Wednesday, November 4, 2009
From Creamer Media in Johannesburg, I'm Rosalia Matlou.
Making headlines:
Calls to nationalise the personal wealth of black economic-empowerment (BEE) tycoons Tokyo Sexwale and Patrice Motsepe are based on jealousy, said African National Congress secretary-general Gwede Mantashe yesterday. These calls originate from resentment among black people, he said.
The National Union of Metalworkers (Numsa) called for nationalisation of the wealth of the two businesspeople, who benefited from government's BEE policies.
Mantashe described this as a "strange phenomenon", since the recently published top 100 richest South Africans featured only 20 black people. Having the State take the wealth of these 20 would hamper transformation, he said.
World Trade Organisation DG Pascal Lamy warned yesterday that the absence of an international climate-change accord would make it difficult to design climate-friendly trade policies and remedies.
The trading system needs firm signals from the climate talks in Copenhagen, next month, he said.

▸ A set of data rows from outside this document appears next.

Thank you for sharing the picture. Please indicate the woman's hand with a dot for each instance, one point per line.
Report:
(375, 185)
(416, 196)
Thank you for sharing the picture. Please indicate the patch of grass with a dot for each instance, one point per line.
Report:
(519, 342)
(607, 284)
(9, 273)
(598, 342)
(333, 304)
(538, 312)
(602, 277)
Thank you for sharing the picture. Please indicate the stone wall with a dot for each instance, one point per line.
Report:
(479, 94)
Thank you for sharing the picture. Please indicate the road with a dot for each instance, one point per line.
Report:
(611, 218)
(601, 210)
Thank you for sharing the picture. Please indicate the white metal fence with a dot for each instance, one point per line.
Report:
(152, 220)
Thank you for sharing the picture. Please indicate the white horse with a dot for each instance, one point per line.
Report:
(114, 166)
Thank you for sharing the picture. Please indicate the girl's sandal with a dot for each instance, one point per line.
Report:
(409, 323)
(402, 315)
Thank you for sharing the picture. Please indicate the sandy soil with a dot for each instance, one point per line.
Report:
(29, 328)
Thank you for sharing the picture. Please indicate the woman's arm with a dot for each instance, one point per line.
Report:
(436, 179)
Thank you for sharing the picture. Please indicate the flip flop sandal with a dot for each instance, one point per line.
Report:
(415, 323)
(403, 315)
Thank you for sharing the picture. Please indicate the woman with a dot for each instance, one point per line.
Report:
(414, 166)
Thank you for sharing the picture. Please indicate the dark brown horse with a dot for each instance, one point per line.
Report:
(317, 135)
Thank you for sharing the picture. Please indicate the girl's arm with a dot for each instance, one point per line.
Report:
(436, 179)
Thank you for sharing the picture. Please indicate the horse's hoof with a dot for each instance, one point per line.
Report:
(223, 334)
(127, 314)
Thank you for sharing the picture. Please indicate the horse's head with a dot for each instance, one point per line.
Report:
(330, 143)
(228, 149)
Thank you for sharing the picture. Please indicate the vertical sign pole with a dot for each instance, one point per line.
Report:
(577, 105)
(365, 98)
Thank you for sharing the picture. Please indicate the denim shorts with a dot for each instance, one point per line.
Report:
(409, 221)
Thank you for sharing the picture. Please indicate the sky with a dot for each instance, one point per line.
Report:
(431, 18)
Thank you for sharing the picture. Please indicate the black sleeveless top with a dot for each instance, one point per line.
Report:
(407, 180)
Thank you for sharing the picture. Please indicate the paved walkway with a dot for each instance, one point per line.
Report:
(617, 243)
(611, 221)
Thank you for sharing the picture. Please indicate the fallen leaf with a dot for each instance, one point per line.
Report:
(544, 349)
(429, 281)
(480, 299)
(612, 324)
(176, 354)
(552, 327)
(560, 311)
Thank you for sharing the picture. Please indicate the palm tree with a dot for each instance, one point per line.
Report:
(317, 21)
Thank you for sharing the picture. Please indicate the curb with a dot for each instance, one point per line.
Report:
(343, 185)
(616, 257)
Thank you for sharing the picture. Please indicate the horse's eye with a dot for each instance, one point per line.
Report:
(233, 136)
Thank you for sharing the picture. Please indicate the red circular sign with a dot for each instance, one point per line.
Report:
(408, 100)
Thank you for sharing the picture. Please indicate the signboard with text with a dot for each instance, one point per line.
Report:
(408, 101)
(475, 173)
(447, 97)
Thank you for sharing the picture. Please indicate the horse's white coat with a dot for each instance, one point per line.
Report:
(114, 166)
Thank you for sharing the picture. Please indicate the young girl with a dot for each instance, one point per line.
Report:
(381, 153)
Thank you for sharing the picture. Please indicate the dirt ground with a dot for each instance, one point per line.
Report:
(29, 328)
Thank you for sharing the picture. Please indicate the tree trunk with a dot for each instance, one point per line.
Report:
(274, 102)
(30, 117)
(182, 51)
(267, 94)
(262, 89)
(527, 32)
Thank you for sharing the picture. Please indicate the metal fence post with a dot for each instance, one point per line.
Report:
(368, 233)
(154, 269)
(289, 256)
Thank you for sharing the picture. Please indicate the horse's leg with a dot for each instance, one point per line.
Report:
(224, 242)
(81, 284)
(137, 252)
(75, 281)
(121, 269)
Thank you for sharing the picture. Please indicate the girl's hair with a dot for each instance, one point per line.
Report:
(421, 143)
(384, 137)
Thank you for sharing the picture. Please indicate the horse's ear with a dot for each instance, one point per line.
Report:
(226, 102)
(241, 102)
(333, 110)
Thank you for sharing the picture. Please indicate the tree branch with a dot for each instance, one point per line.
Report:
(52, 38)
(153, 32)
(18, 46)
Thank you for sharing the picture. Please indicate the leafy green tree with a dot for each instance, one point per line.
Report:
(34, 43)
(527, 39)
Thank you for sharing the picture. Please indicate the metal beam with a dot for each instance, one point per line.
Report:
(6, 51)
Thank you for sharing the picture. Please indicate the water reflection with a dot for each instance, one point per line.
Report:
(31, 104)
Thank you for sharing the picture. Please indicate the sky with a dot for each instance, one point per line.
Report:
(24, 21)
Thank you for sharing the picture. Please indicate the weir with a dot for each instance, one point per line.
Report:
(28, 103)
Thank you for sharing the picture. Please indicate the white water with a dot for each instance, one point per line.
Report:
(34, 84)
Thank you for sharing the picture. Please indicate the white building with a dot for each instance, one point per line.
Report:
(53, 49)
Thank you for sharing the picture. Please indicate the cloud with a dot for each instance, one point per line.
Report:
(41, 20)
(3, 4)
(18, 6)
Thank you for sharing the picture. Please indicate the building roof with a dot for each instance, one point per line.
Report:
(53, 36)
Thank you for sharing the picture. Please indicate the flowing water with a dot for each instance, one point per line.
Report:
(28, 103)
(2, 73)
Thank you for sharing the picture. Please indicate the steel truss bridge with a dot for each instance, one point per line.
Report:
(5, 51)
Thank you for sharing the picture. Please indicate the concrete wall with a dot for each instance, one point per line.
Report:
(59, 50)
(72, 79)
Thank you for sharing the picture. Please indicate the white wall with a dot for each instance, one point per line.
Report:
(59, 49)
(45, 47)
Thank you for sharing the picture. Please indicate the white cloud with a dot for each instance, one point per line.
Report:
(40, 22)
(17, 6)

Failure to strike a deal would mean that some countries may resist efforts to employ trade as a source of leverage to define the "contours of the climate debate".
Lamy also argued that the relationship between trade and climate change should not be viewed exclusively through a negative prism, as there is scope for complementarity between the two agendas.
For instance, the Doha Round includes a chapter to accelerate market openings for environmentally friendly goods and services.
It has been reported that Congress of South African Trade Unions (Cosatu) general secretary Zwelinzima Vavi's salary has doubled to R500 000 a year.
Vavi explains that his salary increased because Cosatu was losing all the policy capacity in the federation.
"The economists and accountants were all gone," he said, adding that economists would not sacrifice their time for R250 000 a year.
Vavi said that several staff members in "economic" positions received
100% increases this year. But The Star newspaper reports that lower earning staff received only 15% wage hikes.
Also making headlines:
Opposition Mozambique National Resistance party rejects the country's partial election results.
South African mercenaries jailed in Equatorial Guinea for their part in a failed coup plot say that President Jacob Zuma freed them.
Opposition parties in Guinea call for the ruling military junta to step down.
And, African nations end their boycott of United Nations climate talks.
That's a roundup of news making headlines today.